I twist away from a shadow dragon’s strike, feeling Tamsin’s grip tighten as I roll. She moves with me—she’s learned my patterns, anticipating my movements, adjusting her weight to help rather than hinder. My fire—white-gold, precise, controlled—lances through a wing membrane, sends an enemy spiraling toward the rocks below.
Another comes at us from the left. I meet it with claws, raking across scales that part beneath dragon-forged talons. Hot blood—if shadow dragons can be said to bleed hot—sprays across my flank. The creature screams and falls, replaced immediately by two more.

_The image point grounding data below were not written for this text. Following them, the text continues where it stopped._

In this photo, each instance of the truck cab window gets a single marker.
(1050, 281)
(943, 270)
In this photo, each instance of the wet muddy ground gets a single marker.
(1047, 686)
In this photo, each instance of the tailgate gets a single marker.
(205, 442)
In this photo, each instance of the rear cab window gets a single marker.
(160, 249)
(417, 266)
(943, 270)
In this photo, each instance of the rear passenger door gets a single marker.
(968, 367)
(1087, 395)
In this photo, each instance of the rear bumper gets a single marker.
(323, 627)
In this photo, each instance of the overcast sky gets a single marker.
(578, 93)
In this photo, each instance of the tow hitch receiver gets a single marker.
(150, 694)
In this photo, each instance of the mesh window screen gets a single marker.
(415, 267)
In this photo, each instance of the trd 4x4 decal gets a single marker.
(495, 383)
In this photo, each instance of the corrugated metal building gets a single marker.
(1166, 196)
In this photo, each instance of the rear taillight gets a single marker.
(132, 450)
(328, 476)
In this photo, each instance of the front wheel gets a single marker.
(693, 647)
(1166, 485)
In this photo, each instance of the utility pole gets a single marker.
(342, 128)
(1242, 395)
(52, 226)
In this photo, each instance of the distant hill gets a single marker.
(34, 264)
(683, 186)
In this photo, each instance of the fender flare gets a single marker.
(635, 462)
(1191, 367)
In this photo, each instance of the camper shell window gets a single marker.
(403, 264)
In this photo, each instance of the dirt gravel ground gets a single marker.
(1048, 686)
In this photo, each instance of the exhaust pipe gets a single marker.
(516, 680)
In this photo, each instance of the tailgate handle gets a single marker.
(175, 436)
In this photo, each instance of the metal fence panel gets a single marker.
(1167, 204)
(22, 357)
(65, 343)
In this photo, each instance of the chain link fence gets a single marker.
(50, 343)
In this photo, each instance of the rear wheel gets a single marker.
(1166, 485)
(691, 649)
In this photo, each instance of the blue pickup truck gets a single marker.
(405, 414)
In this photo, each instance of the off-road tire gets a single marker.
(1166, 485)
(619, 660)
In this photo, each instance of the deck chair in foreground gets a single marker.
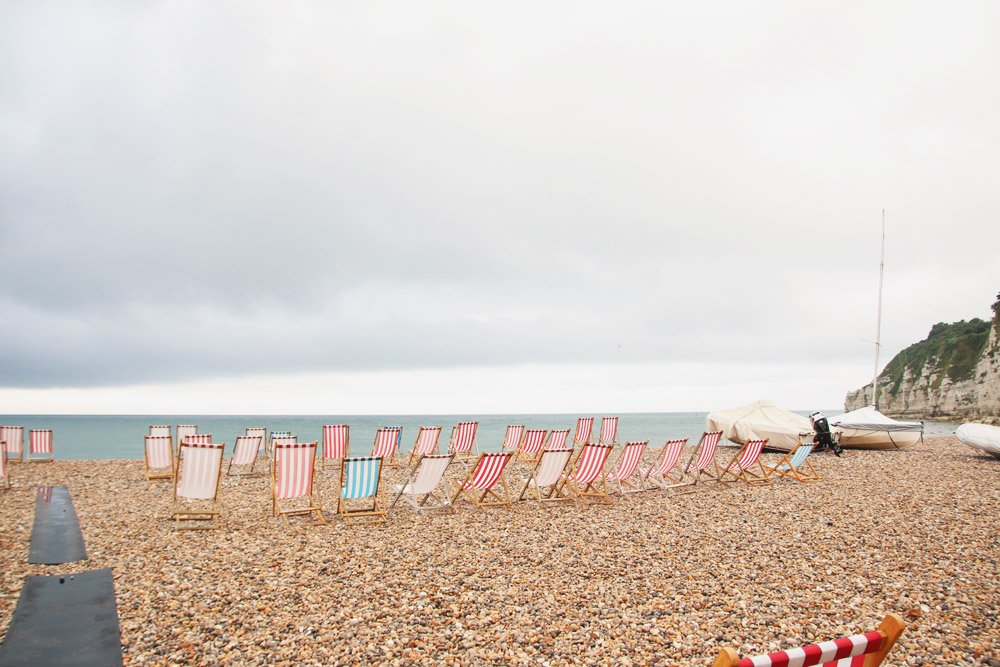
(794, 465)
(292, 477)
(196, 486)
(360, 480)
(426, 443)
(549, 474)
(741, 467)
(627, 473)
(480, 485)
(158, 451)
(422, 483)
(867, 650)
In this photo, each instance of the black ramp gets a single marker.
(65, 620)
(56, 536)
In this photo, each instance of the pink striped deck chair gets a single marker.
(548, 480)
(196, 486)
(662, 472)
(463, 440)
(866, 650)
(584, 429)
(483, 479)
(245, 455)
(292, 477)
(532, 445)
(609, 431)
(336, 442)
(13, 437)
(426, 443)
(741, 467)
(588, 481)
(158, 451)
(40, 443)
(627, 473)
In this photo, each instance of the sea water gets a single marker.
(121, 436)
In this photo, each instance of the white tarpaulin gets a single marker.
(762, 419)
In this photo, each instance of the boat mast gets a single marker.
(878, 322)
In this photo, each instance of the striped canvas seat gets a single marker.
(196, 486)
(864, 650)
(360, 480)
(628, 467)
(482, 481)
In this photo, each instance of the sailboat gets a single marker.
(867, 428)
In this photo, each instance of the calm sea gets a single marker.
(121, 436)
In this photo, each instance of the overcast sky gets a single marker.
(430, 207)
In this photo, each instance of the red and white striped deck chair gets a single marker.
(662, 473)
(867, 650)
(584, 429)
(548, 479)
(158, 450)
(292, 477)
(463, 440)
(13, 437)
(40, 443)
(532, 445)
(588, 481)
(627, 473)
(196, 486)
(245, 455)
(609, 431)
(423, 482)
(741, 467)
(482, 481)
(426, 443)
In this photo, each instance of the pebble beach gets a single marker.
(655, 578)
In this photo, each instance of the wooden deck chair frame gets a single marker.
(423, 482)
(293, 471)
(370, 487)
(793, 465)
(742, 464)
(156, 466)
(549, 474)
(489, 468)
(426, 443)
(206, 459)
(865, 650)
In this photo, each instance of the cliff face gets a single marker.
(952, 375)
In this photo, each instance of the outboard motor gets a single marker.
(824, 438)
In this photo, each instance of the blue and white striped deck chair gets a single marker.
(360, 478)
(794, 465)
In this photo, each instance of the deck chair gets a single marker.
(867, 650)
(463, 440)
(609, 431)
(588, 482)
(40, 444)
(245, 455)
(549, 474)
(292, 475)
(360, 479)
(422, 482)
(13, 436)
(584, 429)
(741, 467)
(196, 486)
(336, 442)
(663, 471)
(426, 443)
(627, 474)
(158, 451)
(482, 481)
(794, 465)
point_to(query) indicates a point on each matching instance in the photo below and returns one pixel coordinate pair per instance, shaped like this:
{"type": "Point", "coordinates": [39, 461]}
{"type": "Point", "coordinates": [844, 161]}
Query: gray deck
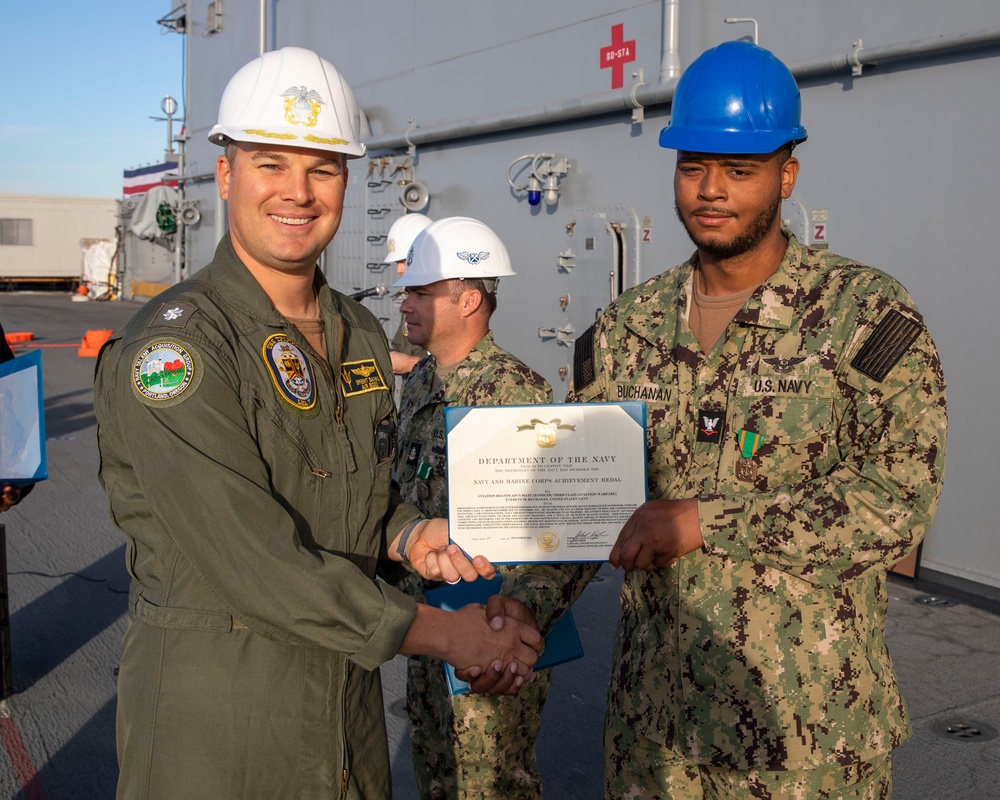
{"type": "Point", "coordinates": [67, 592]}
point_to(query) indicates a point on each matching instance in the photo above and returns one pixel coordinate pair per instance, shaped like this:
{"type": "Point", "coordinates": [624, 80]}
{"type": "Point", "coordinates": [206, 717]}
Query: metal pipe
{"type": "Point", "coordinates": [263, 27]}
{"type": "Point", "coordinates": [661, 92]}
{"type": "Point", "coordinates": [858, 56]}
{"type": "Point", "coordinates": [670, 57]}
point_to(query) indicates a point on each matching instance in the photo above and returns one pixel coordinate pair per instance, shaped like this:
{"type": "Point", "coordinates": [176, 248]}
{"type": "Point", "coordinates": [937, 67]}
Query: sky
{"type": "Point", "coordinates": [78, 85]}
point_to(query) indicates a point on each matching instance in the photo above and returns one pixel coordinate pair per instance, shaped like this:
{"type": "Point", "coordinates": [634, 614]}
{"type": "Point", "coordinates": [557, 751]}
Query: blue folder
{"type": "Point", "coordinates": [22, 421]}
{"type": "Point", "coordinates": [561, 645]}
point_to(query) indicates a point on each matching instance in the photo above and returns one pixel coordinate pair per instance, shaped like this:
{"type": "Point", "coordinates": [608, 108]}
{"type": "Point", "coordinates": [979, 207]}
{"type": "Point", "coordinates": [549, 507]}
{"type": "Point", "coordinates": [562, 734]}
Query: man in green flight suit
{"type": "Point", "coordinates": [247, 437]}
{"type": "Point", "coordinates": [796, 437]}
{"type": "Point", "coordinates": [468, 746]}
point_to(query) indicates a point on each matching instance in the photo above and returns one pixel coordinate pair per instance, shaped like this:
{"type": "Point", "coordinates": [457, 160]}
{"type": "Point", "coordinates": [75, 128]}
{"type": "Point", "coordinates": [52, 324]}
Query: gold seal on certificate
{"type": "Point", "coordinates": [548, 541]}
{"type": "Point", "coordinates": [544, 482]}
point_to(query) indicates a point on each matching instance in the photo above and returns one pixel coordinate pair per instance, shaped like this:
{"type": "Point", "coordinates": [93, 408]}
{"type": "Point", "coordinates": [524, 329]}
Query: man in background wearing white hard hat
{"type": "Point", "coordinates": [466, 747]}
{"type": "Point", "coordinates": [402, 351]}
{"type": "Point", "coordinates": [796, 424]}
{"type": "Point", "coordinates": [247, 438]}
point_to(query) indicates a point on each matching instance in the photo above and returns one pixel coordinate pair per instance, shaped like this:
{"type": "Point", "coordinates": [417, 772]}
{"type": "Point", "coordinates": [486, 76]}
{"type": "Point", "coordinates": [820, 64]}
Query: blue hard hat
{"type": "Point", "coordinates": [734, 98]}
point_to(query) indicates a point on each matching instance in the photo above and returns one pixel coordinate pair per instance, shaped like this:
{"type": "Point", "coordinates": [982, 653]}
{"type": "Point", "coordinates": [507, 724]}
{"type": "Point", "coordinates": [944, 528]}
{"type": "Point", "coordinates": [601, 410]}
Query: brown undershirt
{"type": "Point", "coordinates": [314, 331]}
{"type": "Point", "coordinates": [710, 315]}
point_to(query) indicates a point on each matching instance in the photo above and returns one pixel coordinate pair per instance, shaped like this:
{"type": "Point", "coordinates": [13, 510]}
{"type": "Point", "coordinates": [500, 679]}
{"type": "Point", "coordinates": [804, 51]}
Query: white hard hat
{"type": "Point", "coordinates": [401, 235]}
{"type": "Point", "coordinates": [292, 97]}
{"type": "Point", "coordinates": [455, 247]}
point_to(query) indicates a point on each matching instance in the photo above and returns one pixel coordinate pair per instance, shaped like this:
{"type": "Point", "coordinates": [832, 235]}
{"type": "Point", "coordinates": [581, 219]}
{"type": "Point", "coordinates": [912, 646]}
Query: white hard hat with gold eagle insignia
{"type": "Point", "coordinates": [292, 97]}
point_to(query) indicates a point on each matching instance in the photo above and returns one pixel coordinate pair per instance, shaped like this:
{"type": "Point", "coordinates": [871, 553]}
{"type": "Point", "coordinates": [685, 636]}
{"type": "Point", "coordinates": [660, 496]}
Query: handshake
{"type": "Point", "coordinates": [492, 647]}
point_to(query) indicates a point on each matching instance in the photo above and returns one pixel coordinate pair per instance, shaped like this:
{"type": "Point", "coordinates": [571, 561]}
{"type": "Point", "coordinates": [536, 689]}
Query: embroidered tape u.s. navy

They’re trying to separate us. Trying to isolate Tamsin from the formation.
I won’t allow it.
“Auren!” Tamsin’s warning comes a heartbeat before I sense the attack.
I bank hard, tucking my wings and rolling. Shadow fire cuts through the space where we just were—not hot but empty, a void that consumes rather than burns. It grazes my flank anyway, inevitable at this range, and for an instant, I feel nothing. Absolutely nothing. As if that part of me has simply ceased to exist.
Then sensation returns—pain flooding back, nerves screaming in protest—and I snarl with relief as much as agony. Pain means survival. Pain means I’m still here.
“I’m fine,” I tell Tamsin before she can ask. Her hands have tightened on my scales, nails digging in with concern I can feel through the armor of my dragon form. “Stay low. Don’t let go.”
“Wasn’t planning on it.” Her voice is steady despite the chaos. Despite the death raining around us. This woman who should be terrified is instead calculating, preparing, waiting for her moment. “Three more coming from below.”
I drop into a dive before she finishes speaking, catching the ascending dragons off guard. My fire takes the first in the face, blinding it. My claws take the second across the throat. The third veers away, and I let it go—there are always more. Conserve energy. Stay focused.
The battle spreads across the sky in patterns I track from instinct born of centuries of warfare. Drayke cuts through enemy lines with brutal efficiency, his massive bronze form a battering ram that sends shadow dragons scattering. Whenthey regroup, his chest fire erupts—bright enough to hurt, each blast incinerating constructs of living shadow that reform from darkness.
He’s magnificent. Has been since we first flew into battle together four centuries ago. But even Drayke can be overwhelmed by numbers.
Rurik fights with his usual chaos—unpredictable, devastating, genuinely laughing as he burns through opponents who can’t track his erratic patterns. Fire pours from his wings in sheets, turning the cold mountain air to inferno wherever he passes. A shadow dragon gets too close; Rurik tears its throat out with his teeth and doesn’t stop smiling.
He’s going to get himself killed fighting like that. As he has nearly done a hundred times before. As he will probably do a hundred times again, if we survive this.
And Zyphon?—
Zyphon moves through the battle as if he belongs here. His curse-cracked form blends with the shadows of our enemies, appearing and disappearing, strikes coming from impossible angles. Shadow dragons that should be his allies recoil from his presence. The curse recognizes its source. Same magic, twisted different directions. They can’t predict him because he operates on their wavelength and yet doesn’t.
He’s cutting a path toward the fortress. Toward Ulrik. Hundreds of years of suffering demanding payment.
The Fire-Bringers have dismounted, finding protected positions on the rocky slopes where the fighting is thinnest. Selene and Aisling stand back to back, their flames combining into something brighter than either produces alone. Gold and orange weave together in intricate patterns, creating wards that repel shadow constructs before they can fully form. The constructs hit those wards and dissolve, unable to penetrate the combined will of two Fire-Bringers who refuse to break.
Nasyra fights alone, as she prefers. Her shadow-fire—dark flame that burns in colors that shouldn’t exist—cuts through wards resistant to normal power. She’s carving a path toward the fortress, her magic unraveling protections that have stood for centuries. Every ward she breaks weakens the whole. Every protection she unravels makes Tamsin’s job easier.